Inside A Mobile Device
Dec 24, 2010
Mobile phones are categorized by their capabilities. The initial ones provided just voice communication capabilities along with very limited data communication (SMS) capabilities. Mobile phones obviously use wireless radio frequency to enable any communication. The ubiquitous availability of such radio channels combined with the ability of technology to pack more data within those channels have always limited the data communication capabilities of cellphones till date. Fortunately, these two resources continue to evolve.
The difference between a desktop phone and the mobile phone is the simple fact that the mobile phone has a small computer built inside. This is required because cellphones need to be lot more intelligent compared to their tethered desktop counterparts.
The cellphone always communicates with the nearest radio tower unlike the desktop ones whose co-ordinates remain fixed and always have a permanent physical connection to the nearest telephone exchange (or the switch). The mobile phone first needs to communicate your phone number to the currently connected radio tower so that calls to you can be correctly routed to that tower by the network. Also when you make a call from anywhere, the nearest tower can correctly identify who you are, determine what services are to be provided to you as per your subscription, identify you correctly to the called party and charge you correctly for the services provided. In addition, as a user moves from the range of one radio tower to another, the mobile phone needs to recognize this transition and switch radio towers seamlessly without interrupting an ongoing call. The cellphone therefore runs some complex communication protocols on its inbuilt computer when any communication is in progress.
However, the mobile phone computer is very different from the normal ones we see. The display has a small form factor and the exploratory creativity of the human mind initially just replicated the limited functionality desktop phone keypad as the keyboard on the cellphone. Being mobile, the power source to run the computer is its inbuilt battery. A computer means it has memory which is a power guzzler. The CPU also guzzles power whenever it does serious computing work. The radio transceiver consumes energy from the battery. The display consumes power. So does the audio circuit that drives the speaker and microphone for the voice call. It is evident that the stamina of the inbuilt battery determines the duration and intensity of computations that a cellphone can perform over and above the voice calls it supports. Now we understand why the initial cellphones looked and weighed like a brick.

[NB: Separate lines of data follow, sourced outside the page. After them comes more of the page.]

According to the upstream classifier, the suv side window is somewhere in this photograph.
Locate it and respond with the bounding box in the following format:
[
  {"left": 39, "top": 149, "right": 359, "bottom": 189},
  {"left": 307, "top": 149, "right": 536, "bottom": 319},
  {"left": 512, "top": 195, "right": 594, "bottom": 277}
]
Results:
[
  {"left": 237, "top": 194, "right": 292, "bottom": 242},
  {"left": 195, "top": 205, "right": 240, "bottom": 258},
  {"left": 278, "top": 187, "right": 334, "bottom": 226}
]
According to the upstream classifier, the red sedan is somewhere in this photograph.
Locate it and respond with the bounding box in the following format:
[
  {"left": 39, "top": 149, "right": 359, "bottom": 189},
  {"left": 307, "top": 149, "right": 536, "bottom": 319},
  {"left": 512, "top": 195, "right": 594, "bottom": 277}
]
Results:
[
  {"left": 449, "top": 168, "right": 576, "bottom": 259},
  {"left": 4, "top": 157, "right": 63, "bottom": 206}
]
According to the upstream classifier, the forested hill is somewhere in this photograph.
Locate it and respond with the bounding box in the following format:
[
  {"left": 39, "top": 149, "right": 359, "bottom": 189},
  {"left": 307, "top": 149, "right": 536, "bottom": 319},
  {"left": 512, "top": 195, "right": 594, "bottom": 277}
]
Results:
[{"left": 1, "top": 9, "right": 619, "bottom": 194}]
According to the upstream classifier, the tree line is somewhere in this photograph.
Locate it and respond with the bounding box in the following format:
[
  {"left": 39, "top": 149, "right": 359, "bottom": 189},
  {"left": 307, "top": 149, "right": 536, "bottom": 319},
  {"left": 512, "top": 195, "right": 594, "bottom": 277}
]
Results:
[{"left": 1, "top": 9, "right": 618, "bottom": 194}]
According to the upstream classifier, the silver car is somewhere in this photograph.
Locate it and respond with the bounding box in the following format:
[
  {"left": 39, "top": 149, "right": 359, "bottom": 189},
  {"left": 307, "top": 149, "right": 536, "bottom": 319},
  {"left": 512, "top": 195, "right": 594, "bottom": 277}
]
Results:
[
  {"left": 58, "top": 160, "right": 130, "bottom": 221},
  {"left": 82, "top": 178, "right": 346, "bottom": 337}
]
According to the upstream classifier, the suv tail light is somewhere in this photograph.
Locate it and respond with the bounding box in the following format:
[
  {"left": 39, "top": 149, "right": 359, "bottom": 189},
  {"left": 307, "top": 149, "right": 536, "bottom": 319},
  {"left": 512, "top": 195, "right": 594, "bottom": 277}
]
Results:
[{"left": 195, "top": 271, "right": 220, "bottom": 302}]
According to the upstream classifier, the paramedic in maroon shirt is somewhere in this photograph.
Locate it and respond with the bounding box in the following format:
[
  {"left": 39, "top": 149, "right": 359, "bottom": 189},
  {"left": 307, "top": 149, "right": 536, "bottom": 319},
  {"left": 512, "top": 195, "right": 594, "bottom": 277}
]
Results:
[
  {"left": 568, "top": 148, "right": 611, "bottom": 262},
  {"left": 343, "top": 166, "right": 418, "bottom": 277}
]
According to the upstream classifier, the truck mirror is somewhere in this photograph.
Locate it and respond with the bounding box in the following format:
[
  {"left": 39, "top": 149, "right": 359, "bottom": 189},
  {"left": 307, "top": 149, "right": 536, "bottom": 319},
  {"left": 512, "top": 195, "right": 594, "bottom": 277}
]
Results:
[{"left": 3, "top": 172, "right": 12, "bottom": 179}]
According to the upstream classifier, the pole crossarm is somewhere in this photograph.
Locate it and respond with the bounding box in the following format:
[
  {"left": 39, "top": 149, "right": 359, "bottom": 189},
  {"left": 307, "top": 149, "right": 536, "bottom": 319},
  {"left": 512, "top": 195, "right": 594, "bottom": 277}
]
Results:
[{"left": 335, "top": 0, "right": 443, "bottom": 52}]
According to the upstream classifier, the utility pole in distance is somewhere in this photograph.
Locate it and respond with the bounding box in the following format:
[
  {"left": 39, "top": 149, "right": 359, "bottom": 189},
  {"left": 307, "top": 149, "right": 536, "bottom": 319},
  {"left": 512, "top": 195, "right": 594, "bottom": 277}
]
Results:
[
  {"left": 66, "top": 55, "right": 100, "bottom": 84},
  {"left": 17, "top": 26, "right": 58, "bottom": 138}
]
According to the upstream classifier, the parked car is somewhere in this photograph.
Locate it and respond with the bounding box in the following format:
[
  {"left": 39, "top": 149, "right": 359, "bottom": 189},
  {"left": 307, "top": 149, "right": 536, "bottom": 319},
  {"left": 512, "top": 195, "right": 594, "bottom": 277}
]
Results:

Fortunately for us, human ingenuity and our insatiable desire to do things faster, better and cheaper eventually resulted in more powerful CPU, humongous amount of memory, and highly functional full color displays to be packed into a cellphone. This evolution is amazingly still in progress. As time travels, we see increasingly functional cellular phones at reducing prices. In parallel the cellular network is evolving to transfer increasing volumes of data at higher transfer speeds to and from your phone. Yet one needs to charge one's cellphone each night.